Jumping into a big company merger can be daunting, and while legal and financial steps take place, actual company operations, staff and systems are also a massive part of the merger. Here Ian Currie, Director of EMEA business development, Dell Boomi walks CEO Today through some key considerations to make in the internal merger process.
Merger and acquisition (M&A) activity is booming. One thing is for certain there are a number of considerations business leaders need to take before embarking on a merger or acquisition. In particular, in the current political and economic climate, it is critical for investors to analyse all aspects of the company in question – from its value to customers, its business model and growth plans, all the way through to its existing IT infrastructure.
Digital or die
In today’s digital age, ensuring that IT not only works, but enables and drives business performance has never been more important in a merger or acquisition. A slick, digital-first approach ultimately sets one company apart from the competition.
Failure to get digital right can have a disastrous impact for any company. New players in the industry have been designed with a ‘data-first’ approach and are agile and flexible enough to meet customer expectations. An inability for legacy businesses to digitally transform and adapt at speed – or at least faster than the competition – is, therefore, one of the main reasons businesses fail. In fact, two-thirds of executives predicting that 200 Fortune 500 companies will no longer exist in 10 years’ time due to digital disruption.
With this in mind, and as the world becomes increasingly reliant on the digital economy, it is clear that IT should not be an after-thought when considering an acquisition.
However, with some many apps across an organisation and with huge amounts of data sitting in various siloed systems, IT in M&A can be incredibly challenging. Coupling this with the size, scale and complexity of any takeover or merger, how can businesses ensure they are set up for success?
Merging not displacing
Following the completion of a merger, a company’s CEO will typically request the CIO to just ‘combine the IT systems’. This often involves a painfully long procedure in which all data, applications and systems are forced into the incumbents systems. By not necessarily taking into account the complexity and hurdles that must be overcome, these efforts often result in wasted time, lost efficiency and reduced performance.

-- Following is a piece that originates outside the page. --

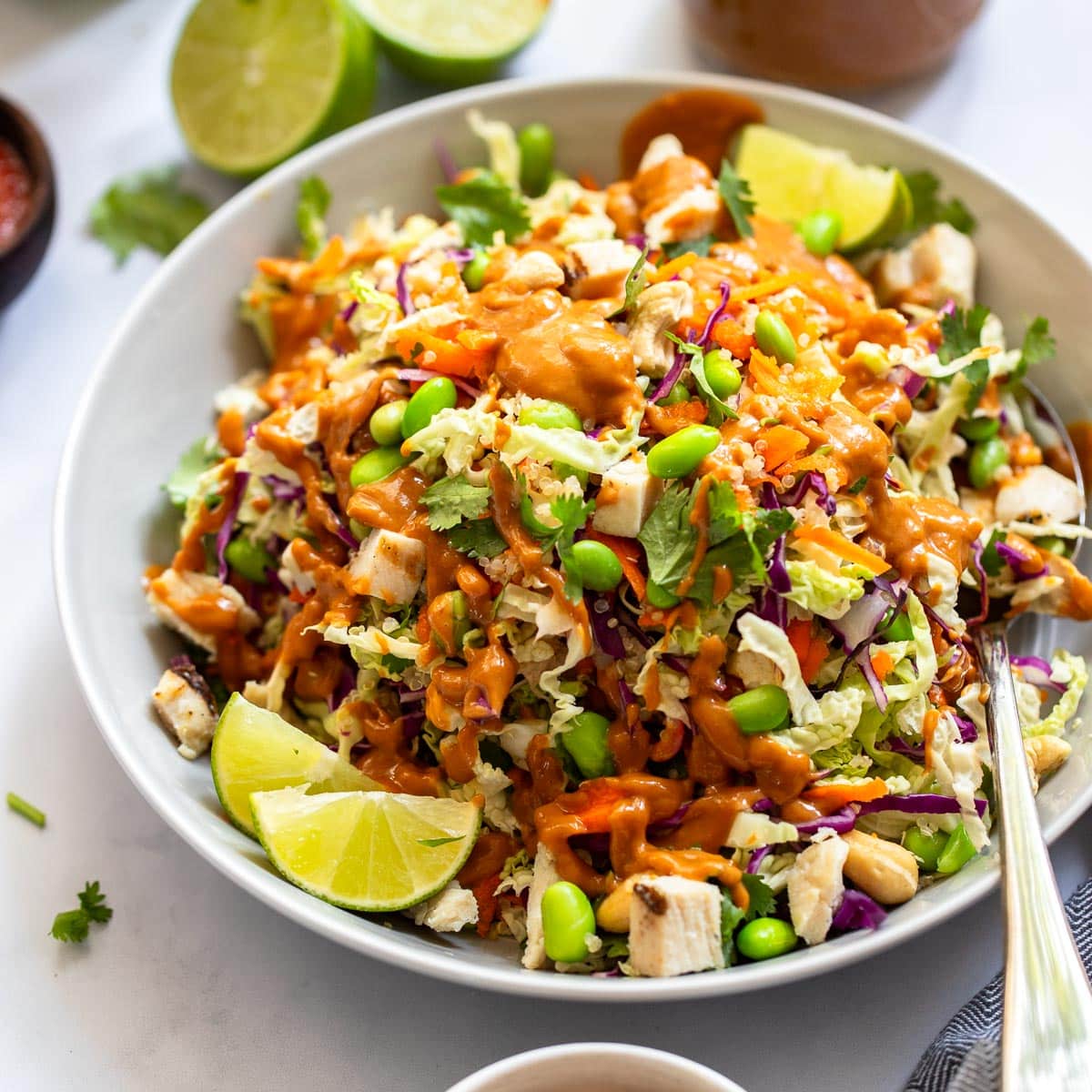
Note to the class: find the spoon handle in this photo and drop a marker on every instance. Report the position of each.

What’s more, making this change also typically forces the acquired company to alter its business model, potentially altering the aspects of the business that made it such an attractive proposition in the first place. This mindset of one company, essentially, displacing another must change.
A merger shouldn’t be the prerequisite to changing how a business works – after all, they wouldn’t be making the acquisition if the business model needed change. Businesses, therefore, need to consider what each company can bring to the party. For example, while a firm can buy the incumbent’s immediate revenue, it cannot maintain and strengthen its existing customer relationships without real-time, accurate and intuitive business intelligence to ensure its communications with customers and prospects are contextually relevant.

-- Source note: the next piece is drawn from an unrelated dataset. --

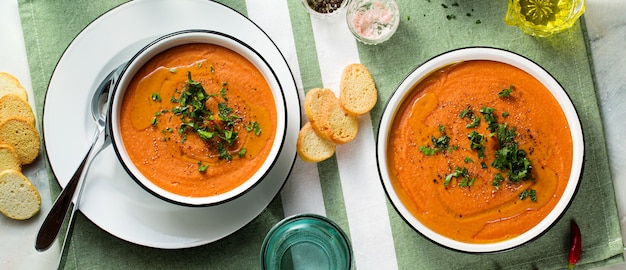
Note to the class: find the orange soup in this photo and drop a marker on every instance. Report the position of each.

By having a clear understanding of the digital landscape, executives can make smart decisions for new models of working, whereby IT can enhance operations rather than hindering them.
Integration is integral
Making an acquisition should enable firms to ‘buy’ immediate revenue and customer opportunities, but without the aid of business intelligence, companies may struggle to build on, or even, maintain customer relationships. After all, it is widely accepted that the easiest way to grow a company is to cross-sell and upsell to its existing customer base.

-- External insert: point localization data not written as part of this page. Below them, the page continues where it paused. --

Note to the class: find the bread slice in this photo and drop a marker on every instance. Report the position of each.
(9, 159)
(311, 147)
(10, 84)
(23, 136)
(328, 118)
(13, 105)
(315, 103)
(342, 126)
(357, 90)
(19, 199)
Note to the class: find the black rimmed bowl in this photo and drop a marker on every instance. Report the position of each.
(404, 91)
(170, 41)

However, with customer data in silos, organisations cannot keep track of what information their teams are putting in front of them and how the relationship is being maintained. Without this knowledge, relationships can be weakened or even finalised. With dedicated technology to integrate data, apps and systems quickly and efficiently, companies can quickly regain control, ensuring all the dots are joined up.
Integration solutions prove invaluable here. They provide a fast and flexible user experience, centralising the creation, maintenance and updating of integrations through simple drag-and-drop interfaces that eliminate the need for coding – bringing both sets of date, apps and systems together at speed and with ease.
Only by ensuring processes, applications and data can be integrated quickly and effectively can companies truly benefit from their newly merged firms. If the predictions are correct and more companies look to merge in the coming months, it will be critical for businesses to look to integration solution to join the dots and set themselves up for success.